Large Spin Hall Effect in an Amorphous Binary Alloy

TL;DR

This study explores the spin Hall effect in W-Hf thin films, revealing a maximum spin Hall angle at the amorphous phase transition, and compares experimental results with first-principles calculations to understand alloying physics.

Contribution

It provides the first detailed investigation of the spin Hall effect in amorphous W-Hf alloys and links phase transition to spin Hall angle variations.

Findings

Maximum spin Hall angle of -0.25 at 70% W composition

Spin Hall conductivity decreases from W to Hf with a weak discontinuity

Amorphous phase exhibits enhanced spin Hall effect

Abstract

We investigate the spin Hall effect of W-Hf thin films, which exhibit a phase transition from a segregated phase mixture to an amorphous alloy below 70% W. The spin Hall angle was determined with a planar harmonic Hall voltage technique.
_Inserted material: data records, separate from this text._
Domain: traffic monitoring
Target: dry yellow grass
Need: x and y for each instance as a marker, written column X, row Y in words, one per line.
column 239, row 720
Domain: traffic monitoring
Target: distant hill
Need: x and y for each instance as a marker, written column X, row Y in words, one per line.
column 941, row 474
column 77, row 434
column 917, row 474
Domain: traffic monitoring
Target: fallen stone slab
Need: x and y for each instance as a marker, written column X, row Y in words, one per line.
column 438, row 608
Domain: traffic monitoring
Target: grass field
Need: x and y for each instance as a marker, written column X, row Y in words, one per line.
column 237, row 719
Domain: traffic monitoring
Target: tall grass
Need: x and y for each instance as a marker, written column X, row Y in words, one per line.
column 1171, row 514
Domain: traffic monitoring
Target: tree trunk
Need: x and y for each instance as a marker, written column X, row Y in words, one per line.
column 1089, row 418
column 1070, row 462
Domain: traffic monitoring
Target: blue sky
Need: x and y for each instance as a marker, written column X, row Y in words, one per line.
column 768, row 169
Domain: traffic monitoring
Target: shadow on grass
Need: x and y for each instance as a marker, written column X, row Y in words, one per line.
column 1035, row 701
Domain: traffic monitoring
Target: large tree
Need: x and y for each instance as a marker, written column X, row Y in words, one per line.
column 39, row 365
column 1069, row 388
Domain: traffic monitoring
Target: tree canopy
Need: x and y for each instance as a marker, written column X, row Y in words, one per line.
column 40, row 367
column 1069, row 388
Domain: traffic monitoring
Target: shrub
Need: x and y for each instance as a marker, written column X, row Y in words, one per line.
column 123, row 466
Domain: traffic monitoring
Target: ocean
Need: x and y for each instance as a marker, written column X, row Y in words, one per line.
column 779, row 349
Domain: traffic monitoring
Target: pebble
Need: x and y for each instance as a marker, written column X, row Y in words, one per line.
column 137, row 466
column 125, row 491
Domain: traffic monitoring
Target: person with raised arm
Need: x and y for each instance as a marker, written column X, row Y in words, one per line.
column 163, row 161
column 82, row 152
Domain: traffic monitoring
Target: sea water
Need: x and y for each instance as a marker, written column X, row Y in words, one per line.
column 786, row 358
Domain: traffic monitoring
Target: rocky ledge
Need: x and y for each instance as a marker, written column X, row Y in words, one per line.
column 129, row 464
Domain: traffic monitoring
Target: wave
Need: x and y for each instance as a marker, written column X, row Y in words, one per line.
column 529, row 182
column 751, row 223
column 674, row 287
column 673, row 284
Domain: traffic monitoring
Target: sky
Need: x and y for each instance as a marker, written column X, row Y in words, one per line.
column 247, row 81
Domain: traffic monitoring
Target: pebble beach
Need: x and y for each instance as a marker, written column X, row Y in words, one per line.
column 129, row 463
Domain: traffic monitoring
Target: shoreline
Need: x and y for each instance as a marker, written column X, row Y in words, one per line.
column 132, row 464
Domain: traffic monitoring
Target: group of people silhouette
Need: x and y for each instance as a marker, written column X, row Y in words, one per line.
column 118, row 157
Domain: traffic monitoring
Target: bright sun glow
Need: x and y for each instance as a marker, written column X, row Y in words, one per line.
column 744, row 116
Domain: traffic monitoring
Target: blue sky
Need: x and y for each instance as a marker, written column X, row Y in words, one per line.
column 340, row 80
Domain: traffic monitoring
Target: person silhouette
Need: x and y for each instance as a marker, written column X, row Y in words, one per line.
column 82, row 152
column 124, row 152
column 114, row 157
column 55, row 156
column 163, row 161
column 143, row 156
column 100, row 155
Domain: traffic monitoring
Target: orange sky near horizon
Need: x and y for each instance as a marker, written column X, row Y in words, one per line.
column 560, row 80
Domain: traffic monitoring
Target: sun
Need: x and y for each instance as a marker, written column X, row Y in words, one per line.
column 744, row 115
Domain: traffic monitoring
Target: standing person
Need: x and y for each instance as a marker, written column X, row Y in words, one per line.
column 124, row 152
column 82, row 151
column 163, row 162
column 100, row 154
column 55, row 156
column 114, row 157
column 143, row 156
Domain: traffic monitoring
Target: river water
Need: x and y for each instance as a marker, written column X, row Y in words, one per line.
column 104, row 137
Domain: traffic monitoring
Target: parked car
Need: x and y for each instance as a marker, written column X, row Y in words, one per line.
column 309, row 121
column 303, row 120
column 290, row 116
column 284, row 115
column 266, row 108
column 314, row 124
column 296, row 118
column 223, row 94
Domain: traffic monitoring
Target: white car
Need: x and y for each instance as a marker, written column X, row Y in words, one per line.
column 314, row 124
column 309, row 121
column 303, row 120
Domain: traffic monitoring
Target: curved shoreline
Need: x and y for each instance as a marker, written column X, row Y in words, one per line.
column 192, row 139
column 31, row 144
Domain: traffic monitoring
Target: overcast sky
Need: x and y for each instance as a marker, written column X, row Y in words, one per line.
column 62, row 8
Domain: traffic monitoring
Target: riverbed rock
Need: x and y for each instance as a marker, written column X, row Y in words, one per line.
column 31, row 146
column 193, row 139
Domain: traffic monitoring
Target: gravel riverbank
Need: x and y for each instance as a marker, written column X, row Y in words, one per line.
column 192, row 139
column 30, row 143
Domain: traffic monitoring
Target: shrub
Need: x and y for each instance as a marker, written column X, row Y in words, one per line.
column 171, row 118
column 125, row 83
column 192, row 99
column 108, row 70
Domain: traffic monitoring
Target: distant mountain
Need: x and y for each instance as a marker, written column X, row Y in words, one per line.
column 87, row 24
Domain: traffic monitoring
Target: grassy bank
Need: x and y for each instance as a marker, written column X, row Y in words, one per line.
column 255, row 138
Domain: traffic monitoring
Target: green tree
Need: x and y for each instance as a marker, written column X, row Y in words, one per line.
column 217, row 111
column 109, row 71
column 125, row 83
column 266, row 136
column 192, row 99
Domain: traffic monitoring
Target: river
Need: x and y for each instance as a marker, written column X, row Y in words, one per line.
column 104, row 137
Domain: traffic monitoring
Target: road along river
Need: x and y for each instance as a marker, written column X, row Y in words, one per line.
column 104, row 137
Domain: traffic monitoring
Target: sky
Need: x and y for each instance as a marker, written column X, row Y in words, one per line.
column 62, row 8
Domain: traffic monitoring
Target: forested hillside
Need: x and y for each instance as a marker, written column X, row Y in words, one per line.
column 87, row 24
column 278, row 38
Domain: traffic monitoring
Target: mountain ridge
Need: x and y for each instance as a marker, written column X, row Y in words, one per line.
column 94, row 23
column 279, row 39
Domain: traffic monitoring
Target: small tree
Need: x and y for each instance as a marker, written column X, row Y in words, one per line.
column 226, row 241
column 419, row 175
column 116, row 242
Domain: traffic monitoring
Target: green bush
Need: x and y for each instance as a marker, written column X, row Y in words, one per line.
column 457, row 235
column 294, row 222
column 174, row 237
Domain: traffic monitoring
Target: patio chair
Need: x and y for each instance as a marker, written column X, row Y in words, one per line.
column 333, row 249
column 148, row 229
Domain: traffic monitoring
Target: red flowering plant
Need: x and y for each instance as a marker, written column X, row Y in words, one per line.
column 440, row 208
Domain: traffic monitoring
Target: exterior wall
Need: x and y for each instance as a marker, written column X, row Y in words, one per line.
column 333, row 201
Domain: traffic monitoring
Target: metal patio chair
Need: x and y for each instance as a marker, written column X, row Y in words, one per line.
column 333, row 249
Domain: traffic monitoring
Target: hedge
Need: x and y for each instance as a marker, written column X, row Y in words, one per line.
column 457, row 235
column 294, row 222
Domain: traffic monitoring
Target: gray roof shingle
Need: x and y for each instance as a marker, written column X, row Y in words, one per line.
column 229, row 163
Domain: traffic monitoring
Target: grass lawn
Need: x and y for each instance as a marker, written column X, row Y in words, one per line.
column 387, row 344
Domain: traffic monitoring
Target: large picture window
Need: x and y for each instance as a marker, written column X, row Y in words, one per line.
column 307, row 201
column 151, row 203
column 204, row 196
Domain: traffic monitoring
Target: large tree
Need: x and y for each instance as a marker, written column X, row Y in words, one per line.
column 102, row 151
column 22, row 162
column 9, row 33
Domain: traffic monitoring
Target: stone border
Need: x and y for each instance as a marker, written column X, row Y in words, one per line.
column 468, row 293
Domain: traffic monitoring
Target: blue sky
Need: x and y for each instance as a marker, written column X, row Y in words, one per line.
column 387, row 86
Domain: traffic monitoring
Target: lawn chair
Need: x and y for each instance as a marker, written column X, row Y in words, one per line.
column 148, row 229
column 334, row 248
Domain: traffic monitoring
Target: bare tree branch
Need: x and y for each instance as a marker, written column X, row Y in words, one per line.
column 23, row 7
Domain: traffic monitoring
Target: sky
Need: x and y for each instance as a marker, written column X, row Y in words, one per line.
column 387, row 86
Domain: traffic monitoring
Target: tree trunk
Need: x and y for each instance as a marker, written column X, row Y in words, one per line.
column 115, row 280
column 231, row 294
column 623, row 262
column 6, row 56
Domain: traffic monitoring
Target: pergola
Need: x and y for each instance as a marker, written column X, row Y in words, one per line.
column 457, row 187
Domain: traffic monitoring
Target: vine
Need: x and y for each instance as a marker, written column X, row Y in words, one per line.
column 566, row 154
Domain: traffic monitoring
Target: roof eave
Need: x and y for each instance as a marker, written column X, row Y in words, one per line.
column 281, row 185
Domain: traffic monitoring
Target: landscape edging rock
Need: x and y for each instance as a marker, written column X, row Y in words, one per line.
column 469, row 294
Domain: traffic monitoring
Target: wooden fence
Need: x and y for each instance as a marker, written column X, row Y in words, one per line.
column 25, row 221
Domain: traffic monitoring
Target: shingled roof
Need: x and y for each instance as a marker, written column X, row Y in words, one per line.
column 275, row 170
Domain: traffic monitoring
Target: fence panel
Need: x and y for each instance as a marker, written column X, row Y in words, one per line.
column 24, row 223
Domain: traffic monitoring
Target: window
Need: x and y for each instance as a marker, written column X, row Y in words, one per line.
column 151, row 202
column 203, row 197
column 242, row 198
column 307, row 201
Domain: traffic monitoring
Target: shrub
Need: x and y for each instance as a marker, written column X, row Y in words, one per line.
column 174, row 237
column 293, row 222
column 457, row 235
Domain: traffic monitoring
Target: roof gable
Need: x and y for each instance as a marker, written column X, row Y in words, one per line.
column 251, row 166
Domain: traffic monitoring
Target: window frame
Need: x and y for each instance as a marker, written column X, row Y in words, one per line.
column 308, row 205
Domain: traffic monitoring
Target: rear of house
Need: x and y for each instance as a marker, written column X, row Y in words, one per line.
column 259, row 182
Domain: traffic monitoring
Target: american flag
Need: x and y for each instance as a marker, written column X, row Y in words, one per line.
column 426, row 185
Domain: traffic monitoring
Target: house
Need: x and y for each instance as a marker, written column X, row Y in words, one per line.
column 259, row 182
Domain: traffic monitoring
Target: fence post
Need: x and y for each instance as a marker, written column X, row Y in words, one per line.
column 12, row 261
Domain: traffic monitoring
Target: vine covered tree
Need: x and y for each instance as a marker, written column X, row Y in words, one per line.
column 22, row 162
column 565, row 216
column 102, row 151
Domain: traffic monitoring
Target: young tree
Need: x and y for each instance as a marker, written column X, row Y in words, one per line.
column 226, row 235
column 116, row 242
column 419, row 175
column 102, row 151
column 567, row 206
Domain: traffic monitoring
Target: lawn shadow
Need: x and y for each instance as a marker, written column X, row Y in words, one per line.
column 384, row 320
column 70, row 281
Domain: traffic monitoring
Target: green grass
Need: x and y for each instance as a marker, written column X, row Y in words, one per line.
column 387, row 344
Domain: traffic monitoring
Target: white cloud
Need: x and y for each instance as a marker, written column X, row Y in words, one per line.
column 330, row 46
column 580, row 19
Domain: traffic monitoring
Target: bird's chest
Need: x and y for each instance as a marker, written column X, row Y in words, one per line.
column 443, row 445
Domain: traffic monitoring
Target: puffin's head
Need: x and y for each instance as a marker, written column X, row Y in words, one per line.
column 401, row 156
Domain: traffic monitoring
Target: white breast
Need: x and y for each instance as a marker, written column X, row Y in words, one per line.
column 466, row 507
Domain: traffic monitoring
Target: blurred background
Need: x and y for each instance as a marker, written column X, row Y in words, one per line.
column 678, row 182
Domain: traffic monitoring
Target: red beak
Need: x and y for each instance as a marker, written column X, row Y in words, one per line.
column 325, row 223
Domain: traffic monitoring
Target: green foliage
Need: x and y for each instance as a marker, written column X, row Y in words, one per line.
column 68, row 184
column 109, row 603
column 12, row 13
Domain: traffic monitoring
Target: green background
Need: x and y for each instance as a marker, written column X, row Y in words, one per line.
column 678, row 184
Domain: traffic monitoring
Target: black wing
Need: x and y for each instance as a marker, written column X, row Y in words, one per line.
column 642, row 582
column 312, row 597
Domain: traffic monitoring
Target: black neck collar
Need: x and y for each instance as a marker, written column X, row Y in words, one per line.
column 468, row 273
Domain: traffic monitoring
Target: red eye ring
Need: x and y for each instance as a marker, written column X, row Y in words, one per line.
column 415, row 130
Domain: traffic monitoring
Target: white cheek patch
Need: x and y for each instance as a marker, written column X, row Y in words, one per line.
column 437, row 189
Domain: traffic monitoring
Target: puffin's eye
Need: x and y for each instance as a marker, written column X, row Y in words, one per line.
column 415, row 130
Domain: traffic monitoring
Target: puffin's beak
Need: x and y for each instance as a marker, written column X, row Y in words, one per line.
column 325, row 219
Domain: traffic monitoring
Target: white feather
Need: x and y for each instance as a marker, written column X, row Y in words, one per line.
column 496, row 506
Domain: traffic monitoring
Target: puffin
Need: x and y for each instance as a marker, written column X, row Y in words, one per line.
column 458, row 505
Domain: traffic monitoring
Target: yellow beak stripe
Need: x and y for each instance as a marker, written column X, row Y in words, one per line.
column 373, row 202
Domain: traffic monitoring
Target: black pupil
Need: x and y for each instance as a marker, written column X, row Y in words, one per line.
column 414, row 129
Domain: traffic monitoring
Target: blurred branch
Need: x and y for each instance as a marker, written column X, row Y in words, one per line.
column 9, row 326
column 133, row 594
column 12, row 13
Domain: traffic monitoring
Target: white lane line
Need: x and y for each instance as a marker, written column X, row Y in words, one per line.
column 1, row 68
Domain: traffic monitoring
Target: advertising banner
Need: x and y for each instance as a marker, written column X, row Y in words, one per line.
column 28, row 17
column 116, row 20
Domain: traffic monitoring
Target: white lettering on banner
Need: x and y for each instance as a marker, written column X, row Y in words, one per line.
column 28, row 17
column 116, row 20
Due to the accompanying jump in resistivity, the spin Hall angle shows a pronounced maximum at the composition of the phase transition. The spin Hall conductivity does, however, reduce from W to Hf with a weak discontinouity across the phase transition. The maximum spin Hall angle of $\theta_\mathrm{SH} = -0.25$ is obtained for amorphous W$_{0.7}$Hf$_{0.3}$. A detailed comparison with spin Hall conductivities calculated from first principles for hcp, fcc, and bcc solid solutions provides valuable insight into the alloying physics of this binary system.